# Calculating Capital Loss on Shares



## Shamen (Feb 23, 2011)

Hi,

I work for a company that I purchased share options before it went public. After the company went public, I sold the shares at a loss (paid more for the options than sold for). For example, I paid $3000 for 200 share options at $15 per share, but sold all 200 shares at $9 per share, so it was sold at a loss. How would I calculate and state the Capital Loss? I have not received any statement from the company other than the withholding tax (when the share certificate was issued) that is shown on my T-4.


----------



## Shamen (Feb 23, 2011)

*Capital Loss*

I work for a company and bought stock options before it went public. When the company went public, I sold the shares at a loss. How would I claim the loss on my tax return?
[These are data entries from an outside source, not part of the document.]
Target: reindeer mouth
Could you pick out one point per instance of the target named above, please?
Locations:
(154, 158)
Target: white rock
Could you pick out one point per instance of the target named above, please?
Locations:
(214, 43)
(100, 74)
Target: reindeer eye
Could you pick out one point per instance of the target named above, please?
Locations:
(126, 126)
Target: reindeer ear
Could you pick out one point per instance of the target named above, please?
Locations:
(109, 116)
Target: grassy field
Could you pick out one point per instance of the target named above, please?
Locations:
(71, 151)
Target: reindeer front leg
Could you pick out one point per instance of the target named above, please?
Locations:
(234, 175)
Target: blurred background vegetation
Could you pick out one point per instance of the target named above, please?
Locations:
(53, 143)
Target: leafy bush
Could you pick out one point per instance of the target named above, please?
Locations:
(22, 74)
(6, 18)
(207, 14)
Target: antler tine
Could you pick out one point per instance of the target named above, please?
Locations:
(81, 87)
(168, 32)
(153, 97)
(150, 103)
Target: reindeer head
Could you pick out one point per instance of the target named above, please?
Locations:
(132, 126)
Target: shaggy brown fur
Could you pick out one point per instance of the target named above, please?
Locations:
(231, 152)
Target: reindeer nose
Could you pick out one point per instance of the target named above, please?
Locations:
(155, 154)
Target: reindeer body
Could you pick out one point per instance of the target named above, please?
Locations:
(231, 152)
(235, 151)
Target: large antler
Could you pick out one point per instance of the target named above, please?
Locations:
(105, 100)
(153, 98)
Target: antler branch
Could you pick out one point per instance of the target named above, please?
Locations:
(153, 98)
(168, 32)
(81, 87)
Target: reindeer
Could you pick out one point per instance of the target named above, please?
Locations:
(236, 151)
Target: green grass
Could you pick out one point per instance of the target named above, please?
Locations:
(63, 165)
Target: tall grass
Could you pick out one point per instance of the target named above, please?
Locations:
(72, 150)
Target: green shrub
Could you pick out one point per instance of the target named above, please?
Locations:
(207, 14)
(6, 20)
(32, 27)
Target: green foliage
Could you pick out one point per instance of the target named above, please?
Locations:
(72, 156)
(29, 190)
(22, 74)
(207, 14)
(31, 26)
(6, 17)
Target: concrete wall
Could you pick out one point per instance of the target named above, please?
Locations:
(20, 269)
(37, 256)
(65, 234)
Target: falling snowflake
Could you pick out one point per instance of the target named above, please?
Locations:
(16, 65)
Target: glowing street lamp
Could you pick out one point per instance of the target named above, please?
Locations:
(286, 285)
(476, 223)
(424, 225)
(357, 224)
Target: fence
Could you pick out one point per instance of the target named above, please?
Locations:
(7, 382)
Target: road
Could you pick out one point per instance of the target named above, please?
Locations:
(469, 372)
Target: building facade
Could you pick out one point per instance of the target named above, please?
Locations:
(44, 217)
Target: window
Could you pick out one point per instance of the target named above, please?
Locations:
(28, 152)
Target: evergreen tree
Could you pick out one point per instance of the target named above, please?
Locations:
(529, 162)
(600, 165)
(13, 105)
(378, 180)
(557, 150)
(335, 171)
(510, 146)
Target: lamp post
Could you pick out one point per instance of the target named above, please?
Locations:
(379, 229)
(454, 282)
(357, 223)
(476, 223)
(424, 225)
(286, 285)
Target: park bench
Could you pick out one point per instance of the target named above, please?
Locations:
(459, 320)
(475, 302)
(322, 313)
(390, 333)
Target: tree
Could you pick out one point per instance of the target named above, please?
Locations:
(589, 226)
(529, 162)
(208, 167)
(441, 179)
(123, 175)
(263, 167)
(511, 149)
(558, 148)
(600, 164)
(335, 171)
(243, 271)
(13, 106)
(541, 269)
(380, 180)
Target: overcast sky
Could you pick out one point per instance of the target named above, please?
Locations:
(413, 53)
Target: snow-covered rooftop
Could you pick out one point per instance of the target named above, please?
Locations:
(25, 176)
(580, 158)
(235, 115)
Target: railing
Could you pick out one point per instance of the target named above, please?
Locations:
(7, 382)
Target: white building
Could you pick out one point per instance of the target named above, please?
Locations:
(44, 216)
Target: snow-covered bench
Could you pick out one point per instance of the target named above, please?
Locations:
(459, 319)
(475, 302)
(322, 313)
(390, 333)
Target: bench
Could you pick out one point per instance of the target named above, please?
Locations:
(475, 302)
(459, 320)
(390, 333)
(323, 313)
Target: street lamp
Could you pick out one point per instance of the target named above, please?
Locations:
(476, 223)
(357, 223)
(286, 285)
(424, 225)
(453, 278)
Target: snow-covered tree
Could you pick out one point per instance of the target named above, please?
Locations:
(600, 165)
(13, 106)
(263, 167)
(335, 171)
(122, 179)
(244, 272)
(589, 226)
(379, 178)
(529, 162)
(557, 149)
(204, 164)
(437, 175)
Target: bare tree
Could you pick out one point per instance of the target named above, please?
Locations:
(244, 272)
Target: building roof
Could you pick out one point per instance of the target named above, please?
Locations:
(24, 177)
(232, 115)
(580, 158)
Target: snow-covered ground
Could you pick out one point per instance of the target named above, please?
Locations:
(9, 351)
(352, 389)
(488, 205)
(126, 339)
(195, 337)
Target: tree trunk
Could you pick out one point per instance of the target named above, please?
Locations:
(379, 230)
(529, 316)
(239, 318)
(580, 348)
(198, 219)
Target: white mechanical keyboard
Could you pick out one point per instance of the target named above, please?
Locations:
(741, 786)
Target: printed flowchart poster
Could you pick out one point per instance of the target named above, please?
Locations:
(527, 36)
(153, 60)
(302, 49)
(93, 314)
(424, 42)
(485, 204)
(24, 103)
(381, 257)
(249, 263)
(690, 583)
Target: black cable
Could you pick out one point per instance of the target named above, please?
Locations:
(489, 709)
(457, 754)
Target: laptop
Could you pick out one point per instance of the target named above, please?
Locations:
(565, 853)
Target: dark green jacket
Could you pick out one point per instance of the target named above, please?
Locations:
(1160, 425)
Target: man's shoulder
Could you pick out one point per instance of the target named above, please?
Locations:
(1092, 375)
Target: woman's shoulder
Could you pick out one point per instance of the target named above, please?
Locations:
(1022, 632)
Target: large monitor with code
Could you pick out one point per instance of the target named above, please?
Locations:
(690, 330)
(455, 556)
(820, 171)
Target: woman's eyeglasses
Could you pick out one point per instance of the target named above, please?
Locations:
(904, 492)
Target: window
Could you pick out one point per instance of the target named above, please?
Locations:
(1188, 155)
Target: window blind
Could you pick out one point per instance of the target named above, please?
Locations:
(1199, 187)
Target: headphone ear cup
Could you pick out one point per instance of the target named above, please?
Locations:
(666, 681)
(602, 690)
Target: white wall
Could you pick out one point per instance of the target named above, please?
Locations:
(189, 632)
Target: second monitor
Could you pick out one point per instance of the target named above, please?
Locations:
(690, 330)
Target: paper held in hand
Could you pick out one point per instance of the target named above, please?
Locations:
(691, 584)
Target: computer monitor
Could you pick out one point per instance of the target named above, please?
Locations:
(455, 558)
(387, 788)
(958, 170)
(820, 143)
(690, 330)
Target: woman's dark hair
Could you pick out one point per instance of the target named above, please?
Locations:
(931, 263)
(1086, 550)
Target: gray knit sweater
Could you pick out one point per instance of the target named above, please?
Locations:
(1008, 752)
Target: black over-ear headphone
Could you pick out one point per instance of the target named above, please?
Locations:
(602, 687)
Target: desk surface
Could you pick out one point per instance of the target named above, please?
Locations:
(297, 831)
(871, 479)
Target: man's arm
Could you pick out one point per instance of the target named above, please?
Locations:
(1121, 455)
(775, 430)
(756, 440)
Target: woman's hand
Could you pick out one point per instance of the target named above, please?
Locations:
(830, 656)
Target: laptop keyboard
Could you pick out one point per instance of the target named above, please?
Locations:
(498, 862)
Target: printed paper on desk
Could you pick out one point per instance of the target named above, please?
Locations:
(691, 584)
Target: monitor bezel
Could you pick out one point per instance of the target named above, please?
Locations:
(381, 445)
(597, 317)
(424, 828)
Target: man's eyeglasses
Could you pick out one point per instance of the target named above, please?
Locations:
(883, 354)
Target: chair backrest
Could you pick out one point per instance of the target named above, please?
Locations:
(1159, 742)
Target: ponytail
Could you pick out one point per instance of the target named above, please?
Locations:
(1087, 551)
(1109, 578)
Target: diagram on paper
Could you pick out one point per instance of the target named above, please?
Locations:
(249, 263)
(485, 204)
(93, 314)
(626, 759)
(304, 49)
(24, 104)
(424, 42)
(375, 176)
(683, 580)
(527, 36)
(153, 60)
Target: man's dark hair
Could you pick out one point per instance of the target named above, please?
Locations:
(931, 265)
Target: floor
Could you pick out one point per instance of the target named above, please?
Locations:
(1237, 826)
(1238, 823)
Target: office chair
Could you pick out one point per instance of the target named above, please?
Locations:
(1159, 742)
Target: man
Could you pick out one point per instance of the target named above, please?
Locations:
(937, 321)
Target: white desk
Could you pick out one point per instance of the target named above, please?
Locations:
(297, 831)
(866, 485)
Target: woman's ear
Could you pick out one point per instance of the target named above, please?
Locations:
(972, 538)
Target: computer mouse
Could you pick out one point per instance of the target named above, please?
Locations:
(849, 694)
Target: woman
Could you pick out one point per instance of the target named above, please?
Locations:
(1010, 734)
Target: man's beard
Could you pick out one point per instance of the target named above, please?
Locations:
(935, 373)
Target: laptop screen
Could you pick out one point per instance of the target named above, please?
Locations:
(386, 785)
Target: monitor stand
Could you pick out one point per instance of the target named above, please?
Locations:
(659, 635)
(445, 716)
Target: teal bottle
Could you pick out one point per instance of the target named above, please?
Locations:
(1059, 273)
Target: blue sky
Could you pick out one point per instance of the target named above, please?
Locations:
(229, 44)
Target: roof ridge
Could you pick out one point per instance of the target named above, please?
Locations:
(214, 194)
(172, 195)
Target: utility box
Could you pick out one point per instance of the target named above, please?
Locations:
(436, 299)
The only information I have is the total funds received when I sold through my broker and the withholding tax on my T-4 when I received the share certificate.


----------



## CanadianCapitalist (Mar 31, 2009)

You have to calculate and report capital gains or losses on your own. Your employer will not issue a tax slip.

If you had elected to defer your stock option benefit, you would be eligible to apply for special relief introduced last year. I don't think this applies to your situation but I'm not 100% sure.

http://www.cra-arc.gc.ca/gncy/bdgt/2010/mplystckptns-eng.html


----------